SNAP (Stanford Network Analysis Platform) Large Network Dataset Collection,
Jure Leskovec and Anrej Krevl, http://snap.stanford.edu/data, June 2014.
email: jure at cs.stanford.edu
DBLP collaboration network and ground-truth communities
https://snap.stanford.edu/data/com-DBLP.html
Dataset information
The DBLP (http://dblp.uni-trier.de/) computer science bibliography provides
a comprehensive list of research papers in computer science. We construct a
co-authorship network where two authors are connected if they publish at
least one paper together. Publication venue, e.g, journal or conference,
defines an individual ground-truth community; authors who published to a
certain journal or conference form a community.
We regard each connected component in a group as a separate ground-truth
community. We remove the ground-truth communities which have less than 3
nodes. We also provide the top 5,000 communities with highest quality
which are described in our paper (http://arxiv.org/abs/1205.6233). As for
the network, we provide the largest connected component.
Dataset statistics
Nodes 317080
Edges 1049866
Nodes in largest WCC 317080 (1.000)
Edges in largest WCC 1049866 (1.000)
Nodes in largest SCC 317080 (1.000)
Edges in largest SCC 1049866 (1.000)
Average clustering coefficient 0.6324
Number of triangles 2224385
Fraction of closed triangles 0.1283
Diameter (longest shortest path) 21
90-percentile effective diameter 8
Source (citation)
J. Yang and J. Leskovec. Defining and Evaluating Network Communities based
on Ground-truth. ICDM, 2012. http://arxiv.org/abs/1205.6233
Files
File Description
com-dblp.ungraph.txt.gz Undirected DBLP co-authorship network
com-dblp.all.cmty.txt.gz DBLP communities
com-dblp.top5000.cmty.txt.gz DBLP communities (Top 5,000)
---------------------------------------------------------------------------
Notes on inclusion into the SuiteSparse Matrix Collection, July 2018:
---------------------------------------------------------------------------
The graph in the SNAP data set is 0-based, with nodes numbering 0 to
425,956.
In the SuiteSparse Matrix Collection, Problem.A is the undirected
collaboration graph, a matrix of size n-by-n with n=317,080, which is the
number of unique author id's appearing in any edge.
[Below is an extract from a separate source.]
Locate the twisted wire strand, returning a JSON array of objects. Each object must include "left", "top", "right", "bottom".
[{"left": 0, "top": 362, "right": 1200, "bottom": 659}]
Problem.aux.nodeid is
a list of the node id's that appear in the SNAP data set. A(i,j)=1 if the
author with nodeid(i) is a coauthor with the author with nodeid(j).
The node id's are the same as the SNAP data set (0-based).
C = Problem.aux.Communities_all is a sparse matrix of size n by 13,477,
which represents the 13,477 communities in the com-dblp.all.cmty.txt file.
The kth line in that file defines the kth community, and is the column
C(:,k), where C(i,k)=1 if author nodeid(i) is in the kth community. Row
C(i,:) and row/column i of the A matrix thus refer to the same author.
There are a few duplicate communities in this list with 13,423 unique
communities out of 13,477 total.
Ctop = Problem.aux.Communities_top5000 is n-by-5000, with the same
structure as the C array above. This list has duplicates, which are
preserved here. There are 4,961 unique communities.